Wednesday, January 04, 2006

I ALMOST Feel Obliged to Post Something . . .

As here it is. Four days into the new year of 2006.

I wish I had something interesting to say that was at least semi-original. It being the case that I have nothing very fresh and new in my head, yet, I guess I can pimp someone else's work (always giving credit where due and owing.)

Or, I can revist some aspect of my on-going, never-ending inquiries into the realms of sociology and/or social psychology.

That might work for today.


And if you have been following my progress (using the term academically) here, you might just guess that I, the anti-social (amateur) sociologist might take another whack at an aspect of group behaviour.

You might be right, if you guessed that! But I will borrow a wee bit from some academics:


When Am I My Group? Self-Enhancement Versus Self-Justification
Accounts of Perceived Prototypicality

Melissa Burkley and Hart Blanton

* * * * * *


(from the sub-part titled: Self-Justification.)


Consider people who freely and knowingly choose membership in groups that later reveal themselves to be low-status. Because in-group status can influence personal status, people may feel a need to justify their membership in such groups, possibly by embracing the group identity. Evidence of a self-justification motive can be found in research showing that lowered in-group status leads to increased in-group cohesiveness (Thibaut, 1950), attraction (Turner et al., 1984) and liking (Aronson and Mills, 1959).

Another way of justifying membership in devalued in-groups may be to bring the group closer to the self by defining one’s self as a prototypic in-group member. A number of theories pertaining to in-group identification suggest this might occur. The strongest indications can be found in Turner’s extension of social identity theory, self-categorization theory (Turner et al., 1987). He used the term "depersonalization" to refer to the process whereby people perceive themselves as interchangeable exemplars of their social groups. More recently, this phenomenon has been referred to as "self-stereotyping" (e.g., Biernat et al., 1996; Simon and Hamilton, 1994; Spears et al., 1997).
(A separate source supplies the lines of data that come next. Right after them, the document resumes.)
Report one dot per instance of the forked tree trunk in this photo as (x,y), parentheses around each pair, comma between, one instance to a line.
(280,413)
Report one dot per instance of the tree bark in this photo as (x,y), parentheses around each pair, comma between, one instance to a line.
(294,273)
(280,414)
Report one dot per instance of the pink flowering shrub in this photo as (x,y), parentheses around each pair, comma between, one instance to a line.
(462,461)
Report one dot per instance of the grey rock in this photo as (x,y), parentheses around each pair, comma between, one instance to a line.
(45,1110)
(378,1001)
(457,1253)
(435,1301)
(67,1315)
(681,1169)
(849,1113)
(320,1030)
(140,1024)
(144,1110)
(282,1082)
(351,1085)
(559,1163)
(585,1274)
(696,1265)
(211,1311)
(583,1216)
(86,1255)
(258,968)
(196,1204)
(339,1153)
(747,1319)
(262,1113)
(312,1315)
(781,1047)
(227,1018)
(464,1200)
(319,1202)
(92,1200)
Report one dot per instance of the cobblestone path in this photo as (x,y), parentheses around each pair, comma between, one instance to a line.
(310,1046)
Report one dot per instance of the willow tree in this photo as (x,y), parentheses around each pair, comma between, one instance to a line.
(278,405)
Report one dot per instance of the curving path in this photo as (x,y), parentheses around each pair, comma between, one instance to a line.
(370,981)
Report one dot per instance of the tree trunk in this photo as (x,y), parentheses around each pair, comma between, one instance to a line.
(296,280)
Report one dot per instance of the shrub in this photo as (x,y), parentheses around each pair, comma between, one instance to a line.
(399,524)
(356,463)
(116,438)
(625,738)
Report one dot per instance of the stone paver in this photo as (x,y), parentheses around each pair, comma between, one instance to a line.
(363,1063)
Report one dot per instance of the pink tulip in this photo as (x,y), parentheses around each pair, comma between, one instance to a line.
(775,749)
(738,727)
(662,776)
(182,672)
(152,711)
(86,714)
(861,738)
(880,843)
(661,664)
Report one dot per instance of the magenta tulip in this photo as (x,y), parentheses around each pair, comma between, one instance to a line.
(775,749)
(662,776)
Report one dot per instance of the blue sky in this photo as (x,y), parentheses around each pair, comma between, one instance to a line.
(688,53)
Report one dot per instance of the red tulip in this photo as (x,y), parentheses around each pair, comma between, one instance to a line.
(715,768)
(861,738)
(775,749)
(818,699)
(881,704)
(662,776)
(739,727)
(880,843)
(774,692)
http://psychology.tamu.edu/Faculty/blanton/burkley.blanton.sjr.pdf

Admittedly, I am using this chunk of the article as a point of depature. Furthermore, the article is not only concerned with low-status groups, but also explores the idea that people associate with and indentify with groups to in some way enhance how they feel about themselves, by considering their group as good, and by extension, themselves as good (and all that hogwash!)

Then why am I jacking the text?

That idea of "depersonalization." YECCH!

(How is that for an academic term?)

Honestly, I have (for the greater most part of my life) a native, if not at the genetic level, abhorrence for that feeling . . . no matter what word is used for the feeling of becoming less of an individual (save my place in the pecking order of my own biological family.) It is one of those things that I just do not get, on the personal, gut level (despite being able to understand at the intellectual level.)

Food for thought, I guess. I am just a one-on-one kinda guy. I might not be a happy man, but I am happy with that part of my personality, at the least!


Now if I were to write a paper or book on group behaviour it would likely be on the aspect of group behaviour I find to be most interesting (and weird):

Why doesn't the process of depersonalization always trigger defensive countermeasures, as a means of self-protection of the individuality of the self?

Maybe in the ancient past when our ancestors were barely human, the need to sublimate the sense of self and just roll along with the group was more necessary for survival? Is this some residual lizard-brain thing? Or maybe it far older than that; some residual bacterial colony thing?

Hmmm. Maybe I ought to look into applying for a grant?